Russell Gardens is Grade II listed on Historic England’s Register of Historic Parks and Gardens of special historic interest in England.
A key feature of Mawson’s design is a series of formal terraces framing Kearsney Court – once the home of Wiggins Teape paper mill owner, Edward Barlow. It was Barlow who commissioned Mawson in c.1900. The terracing leads down to the croquet lawns, a lily pond, and a 170m long canal pond with a boathouse and two Palladian-style pergola bridges. A summer house will also provide new toilets in Russell Gardens.
Landscape works in neighbouring Kearsney Abbey will see the recreation of an eye-catcher bridge across the ornamental lake.
Cllr Trevor Bartlett, Cabinet Member for Corporate Property, said: "We’re excited to be starting work on restoring the fabulous landscape in Russell Gardens.

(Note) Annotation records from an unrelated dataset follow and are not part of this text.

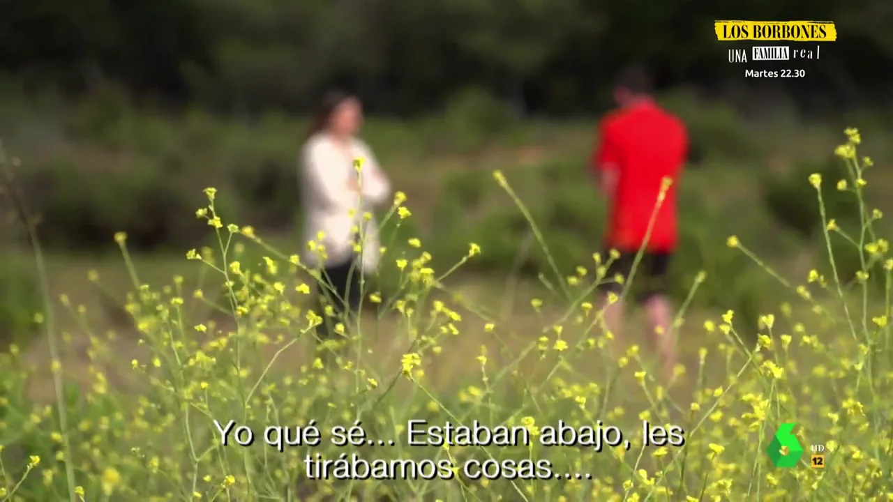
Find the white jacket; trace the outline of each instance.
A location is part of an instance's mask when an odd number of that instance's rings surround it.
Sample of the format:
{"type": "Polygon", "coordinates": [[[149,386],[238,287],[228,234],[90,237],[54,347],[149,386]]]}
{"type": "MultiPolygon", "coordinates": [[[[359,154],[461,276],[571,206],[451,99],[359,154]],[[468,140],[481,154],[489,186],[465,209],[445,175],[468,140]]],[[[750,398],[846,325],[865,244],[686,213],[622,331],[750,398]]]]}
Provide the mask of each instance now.
{"type": "Polygon", "coordinates": [[[363,272],[378,268],[380,258],[379,228],[375,218],[363,213],[390,197],[390,181],[381,171],[371,150],[363,141],[352,139],[350,152],[325,134],[317,134],[305,144],[299,160],[301,205],[304,216],[302,246],[305,263],[311,267],[344,264],[354,256],[356,229],[363,237],[358,264],[363,272]],[[357,173],[355,160],[363,159],[357,173]],[[350,180],[359,177],[360,190],[352,189],[350,180]],[[319,234],[322,232],[321,241],[319,234]],[[311,242],[325,246],[326,261],[319,263],[319,251],[311,242]]]}

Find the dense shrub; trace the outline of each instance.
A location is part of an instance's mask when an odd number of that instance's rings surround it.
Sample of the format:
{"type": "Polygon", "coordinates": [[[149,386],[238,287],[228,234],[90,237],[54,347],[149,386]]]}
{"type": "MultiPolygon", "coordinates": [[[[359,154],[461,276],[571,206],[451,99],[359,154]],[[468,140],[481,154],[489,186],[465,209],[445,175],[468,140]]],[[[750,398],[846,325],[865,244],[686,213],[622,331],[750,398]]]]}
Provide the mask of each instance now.
{"type": "Polygon", "coordinates": [[[759,134],[730,105],[705,101],[686,91],[666,94],[662,101],[685,121],[689,156],[694,163],[709,158],[760,158],[763,149],[759,134]]]}
{"type": "Polygon", "coordinates": [[[206,222],[195,217],[197,190],[154,167],[93,171],[59,159],[23,170],[20,180],[49,248],[100,250],[114,246],[117,231],[127,232],[140,251],[201,244],[207,232],[206,222]]]}
{"type": "Polygon", "coordinates": [[[33,263],[9,253],[0,255],[0,350],[13,343],[28,346],[42,304],[33,263]]]}
{"type": "Polygon", "coordinates": [[[294,157],[267,157],[233,170],[240,222],[265,230],[288,229],[295,223],[301,198],[294,157]]]}
{"type": "Polygon", "coordinates": [[[807,182],[811,174],[820,174],[825,182],[822,197],[829,219],[854,220],[859,208],[853,194],[838,190],[839,180],[852,180],[839,159],[829,158],[821,163],[800,163],[785,174],[764,174],[763,200],[772,216],[786,228],[804,238],[810,238],[821,229],[822,219],[816,189],[807,182]]]}

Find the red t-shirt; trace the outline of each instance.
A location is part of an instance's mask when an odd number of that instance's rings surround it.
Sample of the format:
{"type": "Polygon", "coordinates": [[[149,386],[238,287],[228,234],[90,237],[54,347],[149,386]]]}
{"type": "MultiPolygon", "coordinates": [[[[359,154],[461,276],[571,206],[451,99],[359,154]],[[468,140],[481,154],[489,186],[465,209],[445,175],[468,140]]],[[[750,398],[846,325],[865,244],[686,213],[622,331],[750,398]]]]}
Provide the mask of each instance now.
{"type": "Polygon", "coordinates": [[[669,252],[679,240],[676,180],[685,163],[685,125],[656,104],[618,110],[602,121],[592,167],[617,170],[605,244],[622,252],[638,251],[646,239],[664,177],[673,180],[657,212],[648,251],[669,252]]]}

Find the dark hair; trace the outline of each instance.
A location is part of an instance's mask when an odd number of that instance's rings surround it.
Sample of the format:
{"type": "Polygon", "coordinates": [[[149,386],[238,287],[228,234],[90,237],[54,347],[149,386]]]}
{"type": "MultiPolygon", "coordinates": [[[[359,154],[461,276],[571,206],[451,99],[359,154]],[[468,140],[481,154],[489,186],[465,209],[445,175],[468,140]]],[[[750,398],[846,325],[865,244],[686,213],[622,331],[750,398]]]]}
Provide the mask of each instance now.
{"type": "Polygon", "coordinates": [[[615,85],[633,94],[650,94],[652,90],[651,76],[641,65],[630,66],[621,71],[615,85]]]}
{"type": "Polygon", "coordinates": [[[305,138],[305,140],[310,139],[314,135],[329,127],[329,121],[331,120],[331,116],[335,112],[335,109],[345,101],[349,101],[351,99],[356,99],[356,97],[353,95],[341,91],[330,91],[323,95],[322,101],[320,102],[320,107],[316,110],[316,114],[313,116],[313,121],[310,124],[310,130],[307,131],[307,136],[305,138]]]}

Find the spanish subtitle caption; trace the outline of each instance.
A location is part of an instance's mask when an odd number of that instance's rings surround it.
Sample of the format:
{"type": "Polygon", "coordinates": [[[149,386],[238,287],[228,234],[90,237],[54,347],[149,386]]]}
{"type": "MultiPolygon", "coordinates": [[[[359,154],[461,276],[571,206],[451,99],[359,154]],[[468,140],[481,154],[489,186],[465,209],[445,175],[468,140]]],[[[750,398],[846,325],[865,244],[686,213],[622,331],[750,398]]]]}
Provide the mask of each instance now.
{"type": "MultiPolygon", "coordinates": [[[[457,476],[469,480],[590,480],[588,473],[559,473],[553,469],[547,458],[496,459],[491,457],[469,458],[456,464],[450,458],[374,458],[367,459],[359,453],[351,452],[361,447],[396,447],[400,453],[411,454],[410,448],[424,448],[435,452],[438,447],[481,447],[509,448],[530,447],[536,444],[546,448],[555,447],[593,448],[597,453],[609,448],[632,448],[632,441],[617,426],[596,422],[594,424],[573,426],[563,421],[543,425],[536,431],[524,426],[498,425],[488,427],[474,421],[471,424],[457,425],[450,422],[430,423],[424,420],[410,420],[402,432],[402,440],[373,439],[369,437],[361,422],[351,425],[333,425],[323,434],[323,429],[315,421],[299,426],[284,427],[271,425],[263,431],[239,424],[235,420],[227,423],[213,422],[221,445],[249,447],[263,440],[263,444],[284,453],[288,448],[305,448],[303,456],[305,474],[312,480],[452,480],[457,476]],[[327,442],[348,451],[336,456],[314,453],[313,448],[327,442]]],[[[677,425],[657,425],[642,421],[637,431],[643,448],[680,448],[685,444],[685,431],[677,425]]],[[[329,454],[330,448],[326,448],[329,454]]],[[[369,451],[369,450],[364,450],[369,451]]],[[[542,452],[542,450],[541,450],[542,452]]],[[[545,453],[545,452],[543,452],[545,453]]],[[[542,455],[542,453],[541,453],[542,455]]]]}

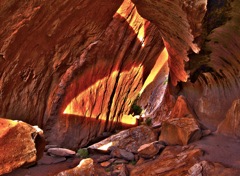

Once complete, we expect Russell Gardens to become a major tourist attraction, offering free public access to one of the finest examples of the iconic work of Thomas Mawson.
"We’re also investing to improve the visitor experience across the parks, including an enlarged café, more parking, improved pathways, signage and interpretation, and new education programmes to support outdoor learning."
Alistair Bayford, Operations Director for idverde, said: "We are delighted to have been awarded this prestigious contract for Dover District Council, which extends our experience and track record delivering Heritage Lottery Funded projects, having delivered over 30 projects since the inception of the funding scheme.
"The opportunity to work within the historic fabric of Kearsney Abbey and the nationally important Russell Gardens allows us to apply our wealth of experience in restoring, conserving and enhancing parks for the communities they serve. We are looking forward to working with representatives from Dover District Council, the design team and the local community over the coming months."